HELL’S KITCHEN, NEW YORK
Bob’s head jerked as the ambulance bounced over yet other flaw in the street, a manhole cover or a bag of garbage or maybe, since it
was
New York, a pile of rags concealing a body lying in the middle of the road. “Crap,” he said as he tried to hold onto his clipboard and fill in the report. “Ray, knock on the window and tell Pyle to slow down, would you? How fast he drives isn’t going to make a difference anymore and I’d like to get to St. Luke’s in one piece.”

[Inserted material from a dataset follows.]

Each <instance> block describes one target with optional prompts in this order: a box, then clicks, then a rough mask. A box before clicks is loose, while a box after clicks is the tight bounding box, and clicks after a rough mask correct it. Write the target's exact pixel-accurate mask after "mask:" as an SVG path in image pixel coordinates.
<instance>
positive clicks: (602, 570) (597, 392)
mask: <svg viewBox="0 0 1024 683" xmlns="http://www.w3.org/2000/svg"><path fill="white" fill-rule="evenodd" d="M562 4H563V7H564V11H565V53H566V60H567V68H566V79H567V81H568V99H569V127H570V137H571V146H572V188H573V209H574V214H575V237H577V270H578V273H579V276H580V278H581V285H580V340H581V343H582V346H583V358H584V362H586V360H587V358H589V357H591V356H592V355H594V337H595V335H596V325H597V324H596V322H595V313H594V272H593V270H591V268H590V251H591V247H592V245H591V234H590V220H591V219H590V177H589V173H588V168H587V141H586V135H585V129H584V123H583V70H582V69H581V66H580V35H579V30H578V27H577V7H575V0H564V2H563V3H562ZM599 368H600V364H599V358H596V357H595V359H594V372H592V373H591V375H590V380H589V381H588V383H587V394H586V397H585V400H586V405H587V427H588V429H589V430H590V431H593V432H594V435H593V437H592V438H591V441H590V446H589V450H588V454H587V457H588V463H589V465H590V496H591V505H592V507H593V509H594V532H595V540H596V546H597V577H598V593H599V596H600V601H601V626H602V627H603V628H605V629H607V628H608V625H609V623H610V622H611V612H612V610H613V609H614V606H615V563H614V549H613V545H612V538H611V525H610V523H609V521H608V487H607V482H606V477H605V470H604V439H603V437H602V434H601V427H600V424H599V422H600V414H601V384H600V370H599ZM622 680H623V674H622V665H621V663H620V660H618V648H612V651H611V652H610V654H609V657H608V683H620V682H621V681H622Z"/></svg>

“Ditto,” his younger partner muttered. He twisted on his seat and banged his fist twice on the Plexiglas separating the driver from the back part of the ambulance, then made a sawing motion across his neck when the third member of their team glanced in the mirror. He felt the momentum of the vehicle shift forward as it slowed suddenly and knew his buddy understood that there was no longer a reason to hurry. It was a shame, Ray thought again as his gaze cut to the woman. He couldn’t help wondering what had happened, why she was dressed the way she was, and who had done the damage that had ultimately killed her. He’d pulled her hand back up next to her body and it was hard not to notice the black and yellow bruises covering her knuckles… oh, and let’s not forget another puncture wound, this one going clean through her right hand.

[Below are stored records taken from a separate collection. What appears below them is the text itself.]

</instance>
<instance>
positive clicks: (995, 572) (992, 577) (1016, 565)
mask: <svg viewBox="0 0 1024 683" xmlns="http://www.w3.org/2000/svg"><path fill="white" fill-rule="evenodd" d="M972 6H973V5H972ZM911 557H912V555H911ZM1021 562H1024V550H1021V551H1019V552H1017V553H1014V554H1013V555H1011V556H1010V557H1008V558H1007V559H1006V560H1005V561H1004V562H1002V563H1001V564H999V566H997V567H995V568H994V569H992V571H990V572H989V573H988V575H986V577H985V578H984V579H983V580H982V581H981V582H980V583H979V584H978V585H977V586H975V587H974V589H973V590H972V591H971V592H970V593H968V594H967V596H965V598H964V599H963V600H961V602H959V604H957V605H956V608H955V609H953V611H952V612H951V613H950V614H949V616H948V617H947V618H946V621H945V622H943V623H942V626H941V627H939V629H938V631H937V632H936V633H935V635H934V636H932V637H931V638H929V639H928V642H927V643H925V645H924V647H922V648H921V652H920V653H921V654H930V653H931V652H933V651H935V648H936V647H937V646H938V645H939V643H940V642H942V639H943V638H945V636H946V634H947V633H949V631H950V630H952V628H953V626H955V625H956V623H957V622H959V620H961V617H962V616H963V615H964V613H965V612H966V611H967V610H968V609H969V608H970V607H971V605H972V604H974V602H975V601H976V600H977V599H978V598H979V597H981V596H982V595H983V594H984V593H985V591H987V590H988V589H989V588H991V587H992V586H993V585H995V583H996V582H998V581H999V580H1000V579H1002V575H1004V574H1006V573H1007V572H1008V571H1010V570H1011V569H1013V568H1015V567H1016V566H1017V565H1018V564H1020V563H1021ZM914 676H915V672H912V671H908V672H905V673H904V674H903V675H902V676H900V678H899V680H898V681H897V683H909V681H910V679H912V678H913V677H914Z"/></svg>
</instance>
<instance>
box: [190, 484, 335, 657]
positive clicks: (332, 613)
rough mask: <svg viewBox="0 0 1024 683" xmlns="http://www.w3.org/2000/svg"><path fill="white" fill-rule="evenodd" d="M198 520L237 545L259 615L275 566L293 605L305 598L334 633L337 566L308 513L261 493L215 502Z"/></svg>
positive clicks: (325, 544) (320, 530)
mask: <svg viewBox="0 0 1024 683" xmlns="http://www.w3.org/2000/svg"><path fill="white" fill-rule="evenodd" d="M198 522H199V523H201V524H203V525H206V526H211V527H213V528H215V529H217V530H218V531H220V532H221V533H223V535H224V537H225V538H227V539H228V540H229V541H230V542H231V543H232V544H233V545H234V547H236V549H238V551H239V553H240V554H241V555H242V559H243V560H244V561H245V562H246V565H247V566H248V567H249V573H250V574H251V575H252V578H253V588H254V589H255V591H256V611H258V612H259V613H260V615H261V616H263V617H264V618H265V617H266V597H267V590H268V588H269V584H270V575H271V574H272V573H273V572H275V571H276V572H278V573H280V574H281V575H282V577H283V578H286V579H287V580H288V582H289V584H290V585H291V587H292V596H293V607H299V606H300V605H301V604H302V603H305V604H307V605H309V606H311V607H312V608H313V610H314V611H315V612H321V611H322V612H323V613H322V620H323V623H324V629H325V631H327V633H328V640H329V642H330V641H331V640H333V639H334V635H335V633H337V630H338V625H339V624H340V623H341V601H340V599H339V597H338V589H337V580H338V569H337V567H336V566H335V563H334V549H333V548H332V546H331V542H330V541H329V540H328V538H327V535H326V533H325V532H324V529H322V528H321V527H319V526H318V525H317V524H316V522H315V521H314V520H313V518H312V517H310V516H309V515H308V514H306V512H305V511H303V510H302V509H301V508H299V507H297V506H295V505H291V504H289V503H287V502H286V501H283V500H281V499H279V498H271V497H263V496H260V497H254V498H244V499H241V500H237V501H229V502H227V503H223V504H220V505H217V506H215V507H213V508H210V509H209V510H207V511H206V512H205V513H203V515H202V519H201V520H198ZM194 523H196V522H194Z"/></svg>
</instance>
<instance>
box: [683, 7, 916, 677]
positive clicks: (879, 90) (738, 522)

Ray glanced at his partner, who was concentrating on filling out a form despite the movement of their vehicle. Ray’s being senior on the job gave his older partner the thankless task of filling out the paperwork, a job Ray would have actually preferred to the option of cleaning up the bloodied bandages and now-empty syringes and used IV drips. Ray bent forward and let one knee drop to the rubber-covered floor; might as well gather up the used gauze and the paper wrappings from the—
Someone yanked open the back of the ambulance.

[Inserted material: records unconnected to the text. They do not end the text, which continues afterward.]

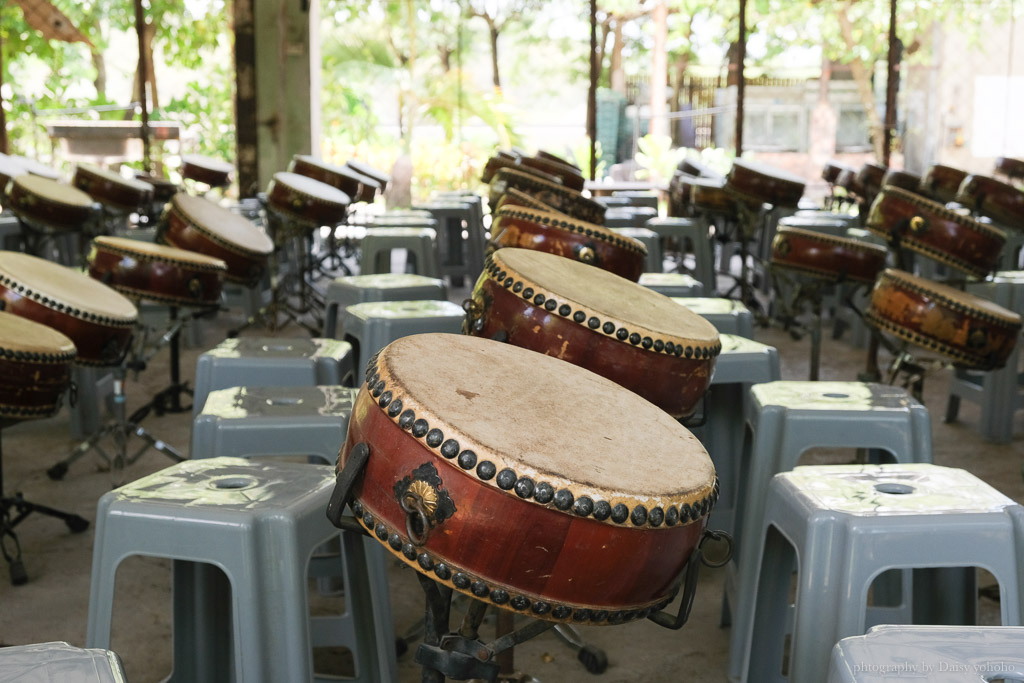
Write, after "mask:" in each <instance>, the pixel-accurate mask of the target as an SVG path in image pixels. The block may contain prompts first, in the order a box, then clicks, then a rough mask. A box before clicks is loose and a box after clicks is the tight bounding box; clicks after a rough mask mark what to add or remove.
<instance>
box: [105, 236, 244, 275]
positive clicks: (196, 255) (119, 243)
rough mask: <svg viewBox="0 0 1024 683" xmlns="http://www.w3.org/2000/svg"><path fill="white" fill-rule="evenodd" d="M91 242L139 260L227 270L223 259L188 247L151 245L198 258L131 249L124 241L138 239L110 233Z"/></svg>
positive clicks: (107, 249)
mask: <svg viewBox="0 0 1024 683" xmlns="http://www.w3.org/2000/svg"><path fill="white" fill-rule="evenodd" d="M114 241H116V242H114ZM92 243H93V245H98V246H101V247H103V248H104V249H106V250H108V251H111V252H114V253H115V254H119V255H121V256H131V257H134V258H137V259H139V260H144V261H156V262H158V263H168V264H170V265H183V266H186V267H189V268H193V269H194V270H203V271H206V272H220V273H222V272H224V271H225V270H227V264H226V263H224V261H223V260H221V259H219V258H216V257H213V256H207V255H206V254H201V253H199V252H196V251H190V250H188V249H181V248H180V247H171V246H170V245H158V244H154V245H152V246H154V247H166V248H167V249H176V250H177V251H183V252H188V253H189V254H193V255H195V256H197V257H200V260H197V261H189V260H186V259H185V258H181V259H177V258H174V256H172V255H167V254H156V253H153V252H147V251H144V250H135V249H131V248H130V247H131V245H128V244H125V243H138V240H129V239H128V238H118V237H114V236H110V234H99V236H97V237H95V238H93V240H92ZM141 244H150V243H146V242H143V243H141Z"/></svg>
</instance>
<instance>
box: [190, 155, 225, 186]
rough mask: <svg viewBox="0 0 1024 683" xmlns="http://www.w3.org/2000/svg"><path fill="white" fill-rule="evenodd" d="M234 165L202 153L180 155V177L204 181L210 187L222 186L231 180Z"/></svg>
mask: <svg viewBox="0 0 1024 683" xmlns="http://www.w3.org/2000/svg"><path fill="white" fill-rule="evenodd" d="M233 172H234V166H232V165H231V164H228V163H227V162H225V161H221V160H219V159H214V158H212V157H204V156H202V155H181V177H182V178H186V179H188V180H198V181H199V182H205V183H206V184H208V185H210V186H211V187H223V186H224V185H226V184H229V183H230V182H231V173H233Z"/></svg>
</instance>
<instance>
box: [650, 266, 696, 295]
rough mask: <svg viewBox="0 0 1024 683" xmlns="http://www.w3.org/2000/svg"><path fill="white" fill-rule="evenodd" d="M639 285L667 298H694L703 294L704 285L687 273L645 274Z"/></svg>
mask: <svg viewBox="0 0 1024 683" xmlns="http://www.w3.org/2000/svg"><path fill="white" fill-rule="evenodd" d="M638 284H639V285H641V286H642V287H646V288H647V289H649V290H653V291H655V292H657V293H658V294H664V295H665V296H667V297H694V296H701V295H702V294H703V285H701V284H700V283H699V282H697V281H696V280H694V278H693V276H692V275H688V274H686V273H685V272H644V273H642V274H641V275H640V280H639V281H638Z"/></svg>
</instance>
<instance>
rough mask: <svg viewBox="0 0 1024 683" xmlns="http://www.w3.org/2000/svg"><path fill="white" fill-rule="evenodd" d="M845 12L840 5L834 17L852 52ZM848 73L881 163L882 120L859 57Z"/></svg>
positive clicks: (876, 151) (852, 25)
mask: <svg viewBox="0 0 1024 683" xmlns="http://www.w3.org/2000/svg"><path fill="white" fill-rule="evenodd" d="M846 10H847V5H846V4H843V5H840V8H839V11H838V12H837V14H836V16H837V18H838V19H839V28H840V31H841V32H842V33H843V42H844V43H846V49H847V50H850V51H852V50H853V48H854V47H856V45H857V42H856V41H855V40H854V38H853V25H852V24H851V23H850V16H849V14H847V11H846ZM850 71H851V72H852V73H853V81H854V83H856V84H857V92H858V93H859V94H860V104H861V105H862V106H863V108H864V114H866V115H867V125H868V126H869V127H870V130H871V147H872V148H873V150H874V158H876V159H877V160H878V161H879V163H881V162H882V156H883V155H882V138H883V137H884V131H883V129H882V119H880V118H879V111H878V110H877V109H876V108H874V93H873V92H872V91H871V75H870V74H869V73H868V71H867V67H865V66H864V62H863V60H862V59H861V58H860V57H854V58H853V59H852V60H850Z"/></svg>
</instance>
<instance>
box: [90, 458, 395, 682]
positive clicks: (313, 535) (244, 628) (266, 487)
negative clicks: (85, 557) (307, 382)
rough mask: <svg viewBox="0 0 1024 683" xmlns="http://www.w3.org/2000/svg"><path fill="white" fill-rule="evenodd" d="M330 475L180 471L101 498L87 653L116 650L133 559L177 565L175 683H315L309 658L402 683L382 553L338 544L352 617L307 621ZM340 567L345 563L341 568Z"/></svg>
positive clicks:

Both medics jerked around. There were two men standing there, each dressed completely in white. For a moment, what Ray was seeing didn’t really register in his brain. The guys crouching outside were like ninjas, but not—they were almost like
negatives
of the blackclad warriors so often seen in film. Who’d ever heard of a ninja wearing white?
Before Ray could think about answering his own question, one of the white Ninjas leapt into the ambulance.
“Wait,” Ray started to say. “We’re the good guys, remember? Not the cops, not the—” His words choked off as the ninja held up a finger and wagged it back and forth, the universal
shhhhh
motion. He wanted to keep talking but he didn’t dare, then he forgot what he might have said anyway when the other ninja jumped gracefully into the back of the ambulance. Of all the things in the world that Ray could have imagined might happen, all he could do was sit there and watch in bewilderment as the white ninjas lifted the dead woman’s body from the cart and slipped back out of the vehicle. One more
slow
motion
blink
and they disappeared into the blackness of a New York midnight.